The recent EU Inter-Parliamentary Conference (8 April 2016) discussed the Common Foreign and Security Policy along with the Common Security and Defence Policy. The NATO Deputy Secretary General had some interesting comments regarding NATO’s current role in protecting EU members.
He said EU members share identical life values such as freedom, democracy, and respect for human rights, along with the rule of law. He believes the EU members stand together making them “stronger, safer, and more prosperous . . .” He noted the war in Syria, ISIS, growing instability in North Africa, and the continuing multiple conflicts in the Middle East pose serious threats to “our own security, stability, and cohesion.”
Current Threats to European Union Security
As the EU (European Union) countries continue to feel threatened by multiple sources, e.g., terrorists, NATO has regained its close relationship to its members. Some global observers even believe that NATO is more important than ever before. The NATO alliance covers 22 EU member countries — nine of every ten people in the EU receive NATO protection.
In addition to growing terrorist actions, e.g., France, Russia is making intrusions in Eastern Europe once again, as they did at the close of World War II. Once again, Russia has become involved in the Ukraine. However, some of the EU countries, particularly Germany, are less than pleased with US aid to the beleaguered Ukraine.
US Congress and White House Controversy
This dispute is escalating as the US agreed recently agreed to give $75 million in nonlethal assistance to Ukraine by providing over 200 armored and unarmored Humvees to the country. This aid is in addition to the $120 million already given to the Ukraine military.
Germany is particularly perturbed with the US Congress and US Administration. The White House Press Secretary stated the new $75 million is a “substantial supplement” to the former US aid.
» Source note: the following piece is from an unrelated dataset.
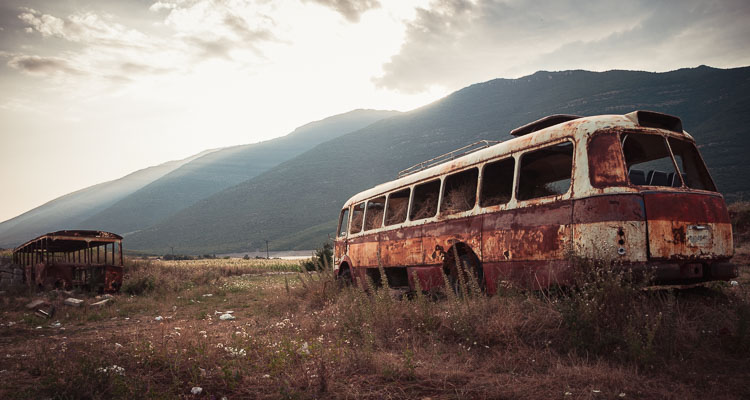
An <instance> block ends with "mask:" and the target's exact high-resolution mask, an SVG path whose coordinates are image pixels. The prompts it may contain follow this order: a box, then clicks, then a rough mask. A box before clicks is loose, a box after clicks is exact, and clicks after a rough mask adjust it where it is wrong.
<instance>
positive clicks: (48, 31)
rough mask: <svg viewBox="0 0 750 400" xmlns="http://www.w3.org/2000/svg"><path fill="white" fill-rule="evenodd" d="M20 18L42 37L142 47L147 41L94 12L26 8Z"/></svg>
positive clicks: (65, 39) (101, 43)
German Chancellor Angela Merkel is frustrated with this massive aid as she fears it may torpedo diplomatic initiatives to the Russian intervention problems, leaving only military solutions. Her office calls the latest aid “dangerous propaganda.” She may believe the US is sabotaging the unified European efforts at mediation in the conflict.
Fortunately, there is a cease fire, however tenuous it may be, in place this Spring 2016. The NATO supreme allied commander, a US Air Force general, for Europe, and the assistant secretary of state for Europe, have been accused of exaggerating the depth and seriousness of Russian intervention.
The basis for the European concern: the NATO supreme allied commander’s estimates for Russian troop and tank numbers in Ukraine. His numbers are often higher than other intelligence agency estimates. After he called the conflict “incredibly alarming,” EU members escalated their skepticism on the threat situation.
Yet, NATO is the EU’s best hope for protection from getting militarily involved in the Ukraine situation. While Germany takes the role of spokesperson for the EU in finding diplomatic solutions, it appears that Europe favors a nonmilitary solution in the war-weary Ukraine as the US avoids sending its military into the fray.